I’ve been wondering, for a while now, what to entitle this blog. I want to summarise myself being rebuilt, reprogrammed, rediscovered. Perhaps like a new town being created brick by brick.
So…I’ve been busy with the training programme which has had to change equipment due to my improved health. Yes the wheelchair accessible medical cycle machine kept needing to cool down so I knew it was time to change. Albeit with a proud smile that my fitness and strength is improving more and more. We now have a treadmill which provides me with safe side bars for learning how to walk. My pelvis has started to adjust to this new way of moving, along with my legs building up their muscles for the weight bearing stuff. I also have started cycling out in the real world…quiet lanes and off road. The latter was taking my MS symptoms out of their comfort zone, along with my sensory processing too. However this was fun and really began to help me become distracted from fear of a new unknown life. Yep…as weird as this may sound to some, to others it may make sense. I’ve spent nearly all of my life with medical issues and am fortunate for this change…however long it will last. I still use my wheelchair for going out – for safety, distance and whilst having to process all sorts. I recently purchased a rollator, after tons of research for aesthetic and practical reasons. So far I’ve used it twice.

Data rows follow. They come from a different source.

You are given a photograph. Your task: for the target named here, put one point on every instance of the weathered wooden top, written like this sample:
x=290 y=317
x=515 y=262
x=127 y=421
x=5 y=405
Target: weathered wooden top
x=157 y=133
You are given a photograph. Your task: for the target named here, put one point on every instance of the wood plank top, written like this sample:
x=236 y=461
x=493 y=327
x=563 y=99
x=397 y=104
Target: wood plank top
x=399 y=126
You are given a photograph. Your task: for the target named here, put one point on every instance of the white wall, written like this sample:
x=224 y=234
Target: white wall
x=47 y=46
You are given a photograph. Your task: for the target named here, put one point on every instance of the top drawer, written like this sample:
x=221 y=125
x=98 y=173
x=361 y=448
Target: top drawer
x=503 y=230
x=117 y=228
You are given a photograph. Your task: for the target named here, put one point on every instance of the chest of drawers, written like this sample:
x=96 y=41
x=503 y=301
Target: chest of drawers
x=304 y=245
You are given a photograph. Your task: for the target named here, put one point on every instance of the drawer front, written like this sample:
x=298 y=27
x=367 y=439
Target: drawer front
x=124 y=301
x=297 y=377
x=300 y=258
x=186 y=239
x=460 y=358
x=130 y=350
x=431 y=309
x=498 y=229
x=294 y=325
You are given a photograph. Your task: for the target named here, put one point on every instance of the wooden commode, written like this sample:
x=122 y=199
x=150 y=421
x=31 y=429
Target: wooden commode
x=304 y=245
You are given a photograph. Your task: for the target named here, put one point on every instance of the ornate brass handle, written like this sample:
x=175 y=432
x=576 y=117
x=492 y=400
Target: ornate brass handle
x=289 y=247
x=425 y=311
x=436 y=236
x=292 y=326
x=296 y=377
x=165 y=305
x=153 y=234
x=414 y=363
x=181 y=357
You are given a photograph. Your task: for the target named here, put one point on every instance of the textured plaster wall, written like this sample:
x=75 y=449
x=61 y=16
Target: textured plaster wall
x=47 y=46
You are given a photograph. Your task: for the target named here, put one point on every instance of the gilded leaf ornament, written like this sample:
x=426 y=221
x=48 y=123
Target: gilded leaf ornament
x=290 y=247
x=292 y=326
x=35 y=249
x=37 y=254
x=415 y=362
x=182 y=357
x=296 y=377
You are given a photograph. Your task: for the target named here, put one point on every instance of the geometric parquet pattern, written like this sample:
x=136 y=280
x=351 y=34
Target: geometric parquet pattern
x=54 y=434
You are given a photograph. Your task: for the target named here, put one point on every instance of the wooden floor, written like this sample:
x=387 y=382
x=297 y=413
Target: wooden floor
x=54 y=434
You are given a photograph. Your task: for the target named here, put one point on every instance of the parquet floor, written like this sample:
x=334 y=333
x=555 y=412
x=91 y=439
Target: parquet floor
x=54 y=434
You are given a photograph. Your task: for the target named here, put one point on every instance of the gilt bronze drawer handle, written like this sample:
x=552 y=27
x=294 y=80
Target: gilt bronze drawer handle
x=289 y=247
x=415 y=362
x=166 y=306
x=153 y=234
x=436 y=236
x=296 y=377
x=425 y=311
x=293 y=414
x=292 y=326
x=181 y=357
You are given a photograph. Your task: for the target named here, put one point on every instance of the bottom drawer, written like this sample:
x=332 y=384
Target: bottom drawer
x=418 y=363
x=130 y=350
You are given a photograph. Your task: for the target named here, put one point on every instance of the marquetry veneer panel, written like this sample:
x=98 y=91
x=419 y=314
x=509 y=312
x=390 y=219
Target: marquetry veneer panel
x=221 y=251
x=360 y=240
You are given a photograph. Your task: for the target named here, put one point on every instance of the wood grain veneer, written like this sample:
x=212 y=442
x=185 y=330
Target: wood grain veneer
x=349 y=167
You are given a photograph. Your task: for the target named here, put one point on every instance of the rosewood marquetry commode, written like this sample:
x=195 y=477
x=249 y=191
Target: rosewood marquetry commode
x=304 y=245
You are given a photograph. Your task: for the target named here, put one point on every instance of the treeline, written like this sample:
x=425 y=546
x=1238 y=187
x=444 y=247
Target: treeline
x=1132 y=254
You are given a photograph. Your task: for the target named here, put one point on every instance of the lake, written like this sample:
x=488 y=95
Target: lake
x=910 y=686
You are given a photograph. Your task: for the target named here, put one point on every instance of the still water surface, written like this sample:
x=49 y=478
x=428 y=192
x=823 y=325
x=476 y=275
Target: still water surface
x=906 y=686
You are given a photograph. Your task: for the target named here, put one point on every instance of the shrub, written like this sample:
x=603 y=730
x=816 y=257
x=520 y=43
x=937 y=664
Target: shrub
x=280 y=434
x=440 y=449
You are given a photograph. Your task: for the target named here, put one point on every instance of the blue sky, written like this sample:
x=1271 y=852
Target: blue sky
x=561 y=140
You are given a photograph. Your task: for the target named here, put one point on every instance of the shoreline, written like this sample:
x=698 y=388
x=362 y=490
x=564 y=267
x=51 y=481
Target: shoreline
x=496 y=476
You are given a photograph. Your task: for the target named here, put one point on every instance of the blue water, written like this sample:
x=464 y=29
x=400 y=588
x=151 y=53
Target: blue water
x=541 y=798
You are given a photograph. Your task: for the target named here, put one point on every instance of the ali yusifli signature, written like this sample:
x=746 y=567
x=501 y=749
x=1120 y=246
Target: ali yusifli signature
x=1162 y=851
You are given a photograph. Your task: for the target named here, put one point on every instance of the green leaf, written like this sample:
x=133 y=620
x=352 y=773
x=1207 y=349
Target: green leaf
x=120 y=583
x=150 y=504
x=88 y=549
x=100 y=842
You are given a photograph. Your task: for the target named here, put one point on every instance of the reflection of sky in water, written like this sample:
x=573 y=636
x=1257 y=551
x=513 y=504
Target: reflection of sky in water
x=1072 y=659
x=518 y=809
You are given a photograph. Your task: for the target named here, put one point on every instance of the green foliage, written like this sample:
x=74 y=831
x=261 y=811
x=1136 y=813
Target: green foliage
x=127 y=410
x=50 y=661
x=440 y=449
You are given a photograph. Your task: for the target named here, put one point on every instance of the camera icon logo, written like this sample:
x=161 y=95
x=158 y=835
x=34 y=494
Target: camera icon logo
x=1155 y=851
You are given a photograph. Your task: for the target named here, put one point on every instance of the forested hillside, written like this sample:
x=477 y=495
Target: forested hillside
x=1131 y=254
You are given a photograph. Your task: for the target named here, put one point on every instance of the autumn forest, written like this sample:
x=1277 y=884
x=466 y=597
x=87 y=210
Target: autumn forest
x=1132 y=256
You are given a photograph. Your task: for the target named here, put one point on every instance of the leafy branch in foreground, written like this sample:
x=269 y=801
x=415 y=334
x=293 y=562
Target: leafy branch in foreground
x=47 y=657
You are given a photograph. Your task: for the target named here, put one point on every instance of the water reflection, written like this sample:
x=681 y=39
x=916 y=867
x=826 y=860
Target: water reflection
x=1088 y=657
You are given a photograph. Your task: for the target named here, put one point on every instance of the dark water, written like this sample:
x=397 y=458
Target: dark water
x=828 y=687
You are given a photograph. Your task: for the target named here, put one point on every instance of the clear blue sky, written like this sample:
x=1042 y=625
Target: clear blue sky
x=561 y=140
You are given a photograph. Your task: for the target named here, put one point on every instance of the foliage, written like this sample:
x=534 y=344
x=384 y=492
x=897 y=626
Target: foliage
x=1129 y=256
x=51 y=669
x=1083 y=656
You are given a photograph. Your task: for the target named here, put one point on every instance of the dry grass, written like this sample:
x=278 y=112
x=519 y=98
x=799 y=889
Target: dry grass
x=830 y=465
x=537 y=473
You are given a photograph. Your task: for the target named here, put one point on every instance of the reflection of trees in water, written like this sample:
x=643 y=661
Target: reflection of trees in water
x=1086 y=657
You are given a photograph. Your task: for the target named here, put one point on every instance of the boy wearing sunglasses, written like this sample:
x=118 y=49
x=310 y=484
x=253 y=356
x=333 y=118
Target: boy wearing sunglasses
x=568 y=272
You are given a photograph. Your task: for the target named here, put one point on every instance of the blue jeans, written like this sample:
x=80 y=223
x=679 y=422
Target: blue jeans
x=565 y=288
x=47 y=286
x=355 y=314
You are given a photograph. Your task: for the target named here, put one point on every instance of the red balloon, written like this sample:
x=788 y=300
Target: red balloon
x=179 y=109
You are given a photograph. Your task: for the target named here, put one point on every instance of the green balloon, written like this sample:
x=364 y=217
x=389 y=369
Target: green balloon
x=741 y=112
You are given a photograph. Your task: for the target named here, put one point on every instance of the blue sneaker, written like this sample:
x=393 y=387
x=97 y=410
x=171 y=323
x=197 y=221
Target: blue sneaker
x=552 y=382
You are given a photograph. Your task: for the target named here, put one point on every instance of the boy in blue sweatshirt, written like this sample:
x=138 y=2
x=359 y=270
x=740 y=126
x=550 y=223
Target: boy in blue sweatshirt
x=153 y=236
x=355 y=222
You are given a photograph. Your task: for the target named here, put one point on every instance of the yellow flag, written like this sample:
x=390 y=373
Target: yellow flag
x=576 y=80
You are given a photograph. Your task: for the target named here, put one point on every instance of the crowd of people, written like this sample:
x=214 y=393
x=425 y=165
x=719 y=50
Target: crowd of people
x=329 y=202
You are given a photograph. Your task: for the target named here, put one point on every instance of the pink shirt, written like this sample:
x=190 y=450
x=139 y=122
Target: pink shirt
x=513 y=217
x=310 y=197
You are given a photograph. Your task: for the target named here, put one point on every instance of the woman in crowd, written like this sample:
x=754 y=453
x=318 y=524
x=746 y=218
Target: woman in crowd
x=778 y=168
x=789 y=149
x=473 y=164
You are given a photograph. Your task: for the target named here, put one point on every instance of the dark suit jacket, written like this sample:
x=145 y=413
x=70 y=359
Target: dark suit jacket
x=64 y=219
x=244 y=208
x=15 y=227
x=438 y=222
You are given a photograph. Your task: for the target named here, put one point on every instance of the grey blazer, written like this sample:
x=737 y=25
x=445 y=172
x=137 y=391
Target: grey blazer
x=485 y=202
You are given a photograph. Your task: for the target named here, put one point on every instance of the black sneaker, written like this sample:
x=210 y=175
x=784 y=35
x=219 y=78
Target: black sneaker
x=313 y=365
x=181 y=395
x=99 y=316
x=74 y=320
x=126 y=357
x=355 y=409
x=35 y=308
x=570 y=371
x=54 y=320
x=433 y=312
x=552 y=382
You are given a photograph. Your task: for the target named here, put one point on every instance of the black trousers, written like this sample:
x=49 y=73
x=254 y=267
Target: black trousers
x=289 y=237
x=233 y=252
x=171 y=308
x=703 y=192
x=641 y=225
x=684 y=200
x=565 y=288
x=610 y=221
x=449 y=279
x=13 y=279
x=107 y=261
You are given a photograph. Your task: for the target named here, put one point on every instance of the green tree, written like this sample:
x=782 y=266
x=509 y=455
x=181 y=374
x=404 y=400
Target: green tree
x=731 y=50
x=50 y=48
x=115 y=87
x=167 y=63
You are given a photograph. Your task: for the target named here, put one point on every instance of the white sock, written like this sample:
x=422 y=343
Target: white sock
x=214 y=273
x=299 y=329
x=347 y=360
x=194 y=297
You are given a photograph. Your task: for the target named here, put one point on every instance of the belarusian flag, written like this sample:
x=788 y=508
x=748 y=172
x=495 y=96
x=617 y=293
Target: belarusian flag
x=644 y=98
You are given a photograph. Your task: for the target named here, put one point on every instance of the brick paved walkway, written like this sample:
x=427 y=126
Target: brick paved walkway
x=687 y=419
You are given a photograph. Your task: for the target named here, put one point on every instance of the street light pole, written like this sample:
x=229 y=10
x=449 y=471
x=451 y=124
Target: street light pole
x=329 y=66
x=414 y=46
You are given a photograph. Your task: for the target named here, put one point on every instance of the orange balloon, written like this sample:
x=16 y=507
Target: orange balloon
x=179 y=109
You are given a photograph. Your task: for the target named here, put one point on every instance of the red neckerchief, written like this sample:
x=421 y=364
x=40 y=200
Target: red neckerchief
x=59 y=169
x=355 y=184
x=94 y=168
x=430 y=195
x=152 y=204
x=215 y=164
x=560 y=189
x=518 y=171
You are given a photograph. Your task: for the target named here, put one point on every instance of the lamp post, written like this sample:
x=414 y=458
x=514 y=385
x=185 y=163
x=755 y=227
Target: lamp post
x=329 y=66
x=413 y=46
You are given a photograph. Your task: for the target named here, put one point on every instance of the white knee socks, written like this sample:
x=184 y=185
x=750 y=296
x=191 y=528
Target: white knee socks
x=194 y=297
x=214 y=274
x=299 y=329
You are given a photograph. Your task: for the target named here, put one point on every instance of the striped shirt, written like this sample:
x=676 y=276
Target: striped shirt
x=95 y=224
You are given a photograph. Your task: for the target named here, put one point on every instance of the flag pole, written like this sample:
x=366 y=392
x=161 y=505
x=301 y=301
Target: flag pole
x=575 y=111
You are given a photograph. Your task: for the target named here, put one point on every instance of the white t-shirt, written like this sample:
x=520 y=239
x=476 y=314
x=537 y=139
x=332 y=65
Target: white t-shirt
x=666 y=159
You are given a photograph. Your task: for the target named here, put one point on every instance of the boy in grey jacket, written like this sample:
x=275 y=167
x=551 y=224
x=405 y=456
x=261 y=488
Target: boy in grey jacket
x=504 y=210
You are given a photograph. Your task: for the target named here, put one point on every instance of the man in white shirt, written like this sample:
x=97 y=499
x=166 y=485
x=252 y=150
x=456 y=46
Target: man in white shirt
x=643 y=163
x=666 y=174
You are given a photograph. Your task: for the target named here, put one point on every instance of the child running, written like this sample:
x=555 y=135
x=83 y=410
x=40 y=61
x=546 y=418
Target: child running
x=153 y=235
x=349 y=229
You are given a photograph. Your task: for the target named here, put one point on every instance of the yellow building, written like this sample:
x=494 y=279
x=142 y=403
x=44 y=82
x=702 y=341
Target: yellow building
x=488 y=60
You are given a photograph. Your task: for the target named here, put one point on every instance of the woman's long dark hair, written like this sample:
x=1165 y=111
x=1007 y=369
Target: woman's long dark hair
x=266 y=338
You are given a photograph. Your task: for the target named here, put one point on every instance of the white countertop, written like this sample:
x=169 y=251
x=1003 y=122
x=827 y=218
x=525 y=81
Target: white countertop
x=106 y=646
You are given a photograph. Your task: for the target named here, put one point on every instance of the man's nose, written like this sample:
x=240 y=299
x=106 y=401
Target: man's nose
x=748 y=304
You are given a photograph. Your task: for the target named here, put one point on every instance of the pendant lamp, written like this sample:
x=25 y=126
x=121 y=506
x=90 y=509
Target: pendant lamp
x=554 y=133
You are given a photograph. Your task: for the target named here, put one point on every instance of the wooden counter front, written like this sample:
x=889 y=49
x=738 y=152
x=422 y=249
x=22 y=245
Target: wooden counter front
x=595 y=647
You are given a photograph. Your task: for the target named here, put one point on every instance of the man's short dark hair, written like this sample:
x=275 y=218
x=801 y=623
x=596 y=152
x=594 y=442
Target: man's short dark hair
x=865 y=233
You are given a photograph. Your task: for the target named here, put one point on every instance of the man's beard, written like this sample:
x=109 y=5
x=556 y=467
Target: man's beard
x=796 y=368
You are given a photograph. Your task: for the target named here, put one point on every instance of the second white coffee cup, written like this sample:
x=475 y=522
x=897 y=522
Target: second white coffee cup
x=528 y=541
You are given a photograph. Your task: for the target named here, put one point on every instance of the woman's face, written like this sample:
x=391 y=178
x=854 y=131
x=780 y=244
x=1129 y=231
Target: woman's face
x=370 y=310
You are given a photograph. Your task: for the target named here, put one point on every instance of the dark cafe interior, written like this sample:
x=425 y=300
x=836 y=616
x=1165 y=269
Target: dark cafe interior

The food situation has been a pain in the arse for me and my IBS has been challenged so much due to many new food alternatives. My IBS had been increasing in symptoms over the years and then it improved when I went on the Wahls Protocol. Then something was consumed which knocked my digestive system…my ultra sensitive gut started a ropey journey. I tried a low-FODMAP diet for the recommended six weeks which helped. Although my taste buds and enjoyment for food had a different view. And now…I’m back on the extra diet and this time eliminating almond milk too. I do have peaks and troughs with attitude to tolerating the absent tastes…I’m human. Anyways…today I’m fine so we’ll move on now!
My weight loss has been an interesting journey…a subject of which I have not really thought about until spring time this year when I began to change shape. With the results of double diet, I’m frequently in the charity shops rebuilding a wardrobe in a smaller size. It’s so weird looking in the mirror and learning to recognise my [new] self, however it is a lovely bonus on top of the long list of wonderful changes.
Wow…life is becoming life…a new one that feels so so foreign to me – overwhelming and also hugely fantastic! I’ve just started volunteering out in the real world, away from virtual work. It’s great. I feel like I am living in a surreal world. Perhaps a movie can be made…any takers?!!
I love this photo and it says so much about how I feel…as I start to socialise, feel free, awaken and feel ready to enjoy this new life which is the best present to ever ever have.